Come testiamo

Gasatori d'acqua: come testiamo


Una scarsa corrispondenza tra quanto dichiarato dai produttori sul volume delle bottiglie, la quantità di CO2  e per il numero di litri gasabili. E' quanto è emerso dai nostri test eseguiti sui principali apparecchi in commercio.

Litri gasabili 

Il numero di litri gasati dipende dalle condizioni di gasatura, cioè da quanta CO2 mettiamo in ogni litro d’acqua. Nelle nostre prove per poter avere risultati comparabili (altrimenti non potremmo confrontare i costi), abbiamo messo tutti gli apparecchi nelle stesse condizioni di gasatura. Come punto di riferimento abbiamo utilizzato la massima pressione di CO2 raggiungibile, quando l’apparecchio attiva la valvola apposita. Non speravamo di raggiungere il massimo dei litri dichiarati dai produttori, ma nemmeno pensavamo di fermaci a poco più della metà. Anche le bottiglie, infine, contengono meno prodotto di quanto dichiarato: vanno dagli 800 ai 900 ml anche se spesso dichiarano di contenere 1 litro.

Anidride carbonica

Abbiamo verificato il contenuto di anidride carbonica utilizzabile pesando i cilindri prima e dopo tutti i cicli di utilizzo possibili. La quantità di CO2 è un’informazione assoluta, misurata e attendibile, che non dipende dal grado di gasatura o dalle impostazioni dell’apparecchio. Alla luce dei molti grammi mancanti, ci siamo interrogati se il problema potesse essere che non eravamo riusciti ad utilizzare tutta la CO2  presente nei cilindri. In un secondo momento,  abbiamo svuotato completamente i cilindri e li abbiamo ripesati, notando qualche miglioramento, ma sempre in contrasto con quello dichiarato dal produttore.

Facilità d’uso

Complessivamente gli apparecchi sono facili da usare e ci sono poche differenze tra i vari esemplari. I tecnici del laboratorio hanno valutato la loro facilità d’uso tenendo in considerazione i diversi aspetti dell’uso quotidiano, come inserire ed estrarre la bottiglia, regolare la quantità di gas e il funzionamento dell'apparecchio, oltre ad aspetti legati alla pulizia, manutenzione e sostituzione del cilindro.

Sicurezza

Non abbiamo riscontrato problemi di sicurezza elettrica. Gli apparecchi hanno resistito bene alle prove di caduta (tranne qualche bottiglia danneggiata, ma ancora utilizzabile) e nessun cilindro si è danneggiato nell'impatto. Sicure anche le bottiglie che, pur presentando qualche deformazione, non hanno ceduto neanche a una pressione aggiuntiva di 20 bar per 30 secondi.

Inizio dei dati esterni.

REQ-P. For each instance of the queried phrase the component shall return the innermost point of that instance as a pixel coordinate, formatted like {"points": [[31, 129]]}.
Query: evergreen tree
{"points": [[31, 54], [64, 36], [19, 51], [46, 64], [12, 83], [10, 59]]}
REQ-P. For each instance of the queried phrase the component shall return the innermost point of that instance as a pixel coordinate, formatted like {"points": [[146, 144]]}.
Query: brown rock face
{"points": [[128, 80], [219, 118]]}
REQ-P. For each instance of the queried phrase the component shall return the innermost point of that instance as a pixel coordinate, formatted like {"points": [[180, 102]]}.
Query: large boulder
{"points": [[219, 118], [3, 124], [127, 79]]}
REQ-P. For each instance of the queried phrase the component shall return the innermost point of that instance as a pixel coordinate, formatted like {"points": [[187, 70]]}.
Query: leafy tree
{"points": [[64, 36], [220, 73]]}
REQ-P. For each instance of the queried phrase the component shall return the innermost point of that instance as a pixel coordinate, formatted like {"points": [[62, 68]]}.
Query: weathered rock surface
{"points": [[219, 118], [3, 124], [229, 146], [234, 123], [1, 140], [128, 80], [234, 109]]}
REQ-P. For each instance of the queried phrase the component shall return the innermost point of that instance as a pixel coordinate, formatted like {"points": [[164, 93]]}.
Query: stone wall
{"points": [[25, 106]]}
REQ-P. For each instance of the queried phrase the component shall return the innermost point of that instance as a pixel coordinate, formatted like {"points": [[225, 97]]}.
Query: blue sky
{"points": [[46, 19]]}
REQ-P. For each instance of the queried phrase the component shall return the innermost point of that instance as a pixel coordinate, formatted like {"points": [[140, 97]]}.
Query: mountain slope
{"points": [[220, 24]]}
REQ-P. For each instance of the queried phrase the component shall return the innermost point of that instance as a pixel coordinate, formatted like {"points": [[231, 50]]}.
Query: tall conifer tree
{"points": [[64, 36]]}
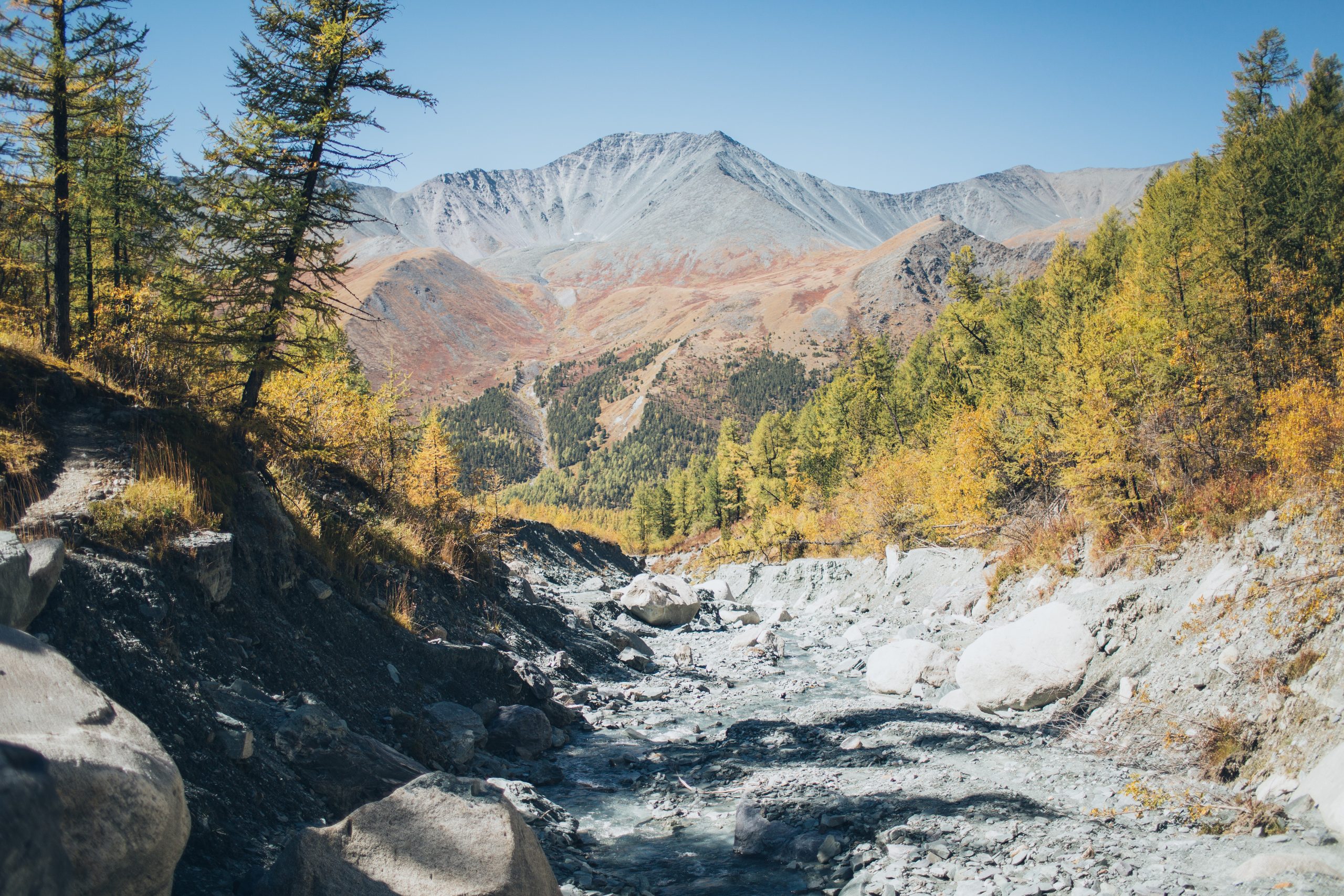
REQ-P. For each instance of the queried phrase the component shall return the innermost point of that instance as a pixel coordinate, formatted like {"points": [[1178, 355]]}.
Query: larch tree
{"points": [[264, 260], [57, 59]]}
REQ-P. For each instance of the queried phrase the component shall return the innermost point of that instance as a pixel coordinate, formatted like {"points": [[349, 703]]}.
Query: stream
{"points": [[887, 794]]}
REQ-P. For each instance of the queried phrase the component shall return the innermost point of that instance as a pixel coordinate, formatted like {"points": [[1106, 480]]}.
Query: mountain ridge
{"points": [[639, 238]]}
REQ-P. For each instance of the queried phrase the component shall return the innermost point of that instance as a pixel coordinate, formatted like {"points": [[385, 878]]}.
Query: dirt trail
{"points": [[94, 464]]}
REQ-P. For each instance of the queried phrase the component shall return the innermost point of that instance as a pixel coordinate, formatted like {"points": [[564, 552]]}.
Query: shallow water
{"points": [[689, 853]]}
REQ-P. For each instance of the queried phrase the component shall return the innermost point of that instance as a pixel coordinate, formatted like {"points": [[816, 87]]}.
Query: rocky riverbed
{"points": [[752, 755]]}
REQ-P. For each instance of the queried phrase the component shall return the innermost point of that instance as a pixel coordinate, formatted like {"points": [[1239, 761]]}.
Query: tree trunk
{"points": [[89, 272], [286, 281], [61, 147]]}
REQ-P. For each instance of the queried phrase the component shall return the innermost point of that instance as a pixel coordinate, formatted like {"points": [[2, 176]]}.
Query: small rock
{"points": [[1127, 690], [635, 659], [524, 730], [1275, 786], [1326, 785], [731, 616], [209, 558], [233, 736], [717, 589]]}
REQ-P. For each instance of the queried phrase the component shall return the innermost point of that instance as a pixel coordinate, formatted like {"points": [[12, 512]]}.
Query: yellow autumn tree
{"points": [[1303, 433], [433, 473]]}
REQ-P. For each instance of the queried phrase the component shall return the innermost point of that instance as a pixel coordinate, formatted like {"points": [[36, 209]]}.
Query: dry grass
{"points": [[166, 500], [1037, 543], [401, 606], [1223, 745], [1300, 664]]}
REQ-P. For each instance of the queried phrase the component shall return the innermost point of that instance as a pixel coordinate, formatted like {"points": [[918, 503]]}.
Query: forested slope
{"points": [[1171, 374]]}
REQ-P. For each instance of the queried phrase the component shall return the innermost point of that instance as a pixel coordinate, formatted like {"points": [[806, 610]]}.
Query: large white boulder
{"points": [[1030, 662], [125, 818], [435, 836], [940, 578], [717, 589], [33, 861], [1326, 785], [898, 667], [660, 599]]}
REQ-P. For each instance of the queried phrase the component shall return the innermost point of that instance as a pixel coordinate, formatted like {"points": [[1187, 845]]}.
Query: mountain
{"points": [[637, 238]]}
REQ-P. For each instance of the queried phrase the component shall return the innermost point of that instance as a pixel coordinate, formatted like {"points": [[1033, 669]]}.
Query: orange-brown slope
{"points": [[449, 328], [455, 331]]}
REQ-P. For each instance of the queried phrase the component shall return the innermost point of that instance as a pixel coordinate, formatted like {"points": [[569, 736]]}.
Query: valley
{"points": [[646, 238]]}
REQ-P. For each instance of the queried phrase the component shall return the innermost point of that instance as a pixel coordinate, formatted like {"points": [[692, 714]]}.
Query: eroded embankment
{"points": [[921, 793]]}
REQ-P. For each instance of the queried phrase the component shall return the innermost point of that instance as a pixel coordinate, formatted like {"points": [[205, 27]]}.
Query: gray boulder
{"points": [[46, 559], [1030, 662], [27, 575], [1326, 785], [660, 599], [754, 835], [33, 860], [898, 667], [436, 836], [125, 818], [718, 590], [209, 558], [460, 731], [347, 769], [524, 730], [635, 660], [1276, 866]]}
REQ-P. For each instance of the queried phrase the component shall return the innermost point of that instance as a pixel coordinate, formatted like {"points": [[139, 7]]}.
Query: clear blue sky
{"points": [[884, 96]]}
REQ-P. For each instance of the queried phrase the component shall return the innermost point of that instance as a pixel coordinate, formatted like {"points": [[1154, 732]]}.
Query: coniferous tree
{"points": [[57, 62], [265, 257]]}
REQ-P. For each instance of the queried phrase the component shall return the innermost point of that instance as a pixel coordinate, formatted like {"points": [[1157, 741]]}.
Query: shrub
{"points": [[1303, 434]]}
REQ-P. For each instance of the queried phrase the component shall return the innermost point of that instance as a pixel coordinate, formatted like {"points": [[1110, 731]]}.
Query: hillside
{"points": [[646, 238]]}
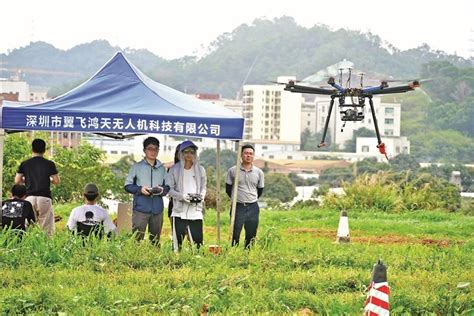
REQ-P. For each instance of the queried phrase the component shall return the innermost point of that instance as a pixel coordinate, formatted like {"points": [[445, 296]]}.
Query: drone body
{"points": [[352, 111]]}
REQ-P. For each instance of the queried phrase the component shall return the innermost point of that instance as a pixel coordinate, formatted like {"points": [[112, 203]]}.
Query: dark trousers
{"points": [[246, 215], [140, 221], [190, 228]]}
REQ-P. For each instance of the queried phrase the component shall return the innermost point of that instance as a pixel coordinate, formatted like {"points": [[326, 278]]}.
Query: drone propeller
{"points": [[284, 83]]}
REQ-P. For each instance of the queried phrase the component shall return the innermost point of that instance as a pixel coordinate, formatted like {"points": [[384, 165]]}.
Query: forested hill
{"points": [[274, 47]]}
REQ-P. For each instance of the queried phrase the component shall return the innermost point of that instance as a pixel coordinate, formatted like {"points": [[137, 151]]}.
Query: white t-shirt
{"points": [[90, 215], [189, 210], [189, 181]]}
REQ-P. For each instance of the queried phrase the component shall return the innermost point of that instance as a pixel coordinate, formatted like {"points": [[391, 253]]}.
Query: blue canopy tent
{"points": [[120, 99]]}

Le differenze emergono sulla stabilità dell’apparecchio al ribaltamento: quelli a base più larga e più pesanti hanno meno possibilità di rovesciarsi. Infine, un ultimo aspetto che abbiamo valutato è stata la presenza di parti taglienti o sporgenti o di spazi in cui potrebbero rimanere schiacciate le dita durante l’utilizzo dell’apparecchio.

Costo annuo

Il costo è dato dalla somma del prezzo d'acquisto (ammortizzato in 5 anni), il costo medio dell’acqua del rubinetto, il costo del riempimento dei cilindri (necessari per produrre 2 litri di acqua al giorno) e il costo delle bottiglie se non vengono incluse nella dotazione.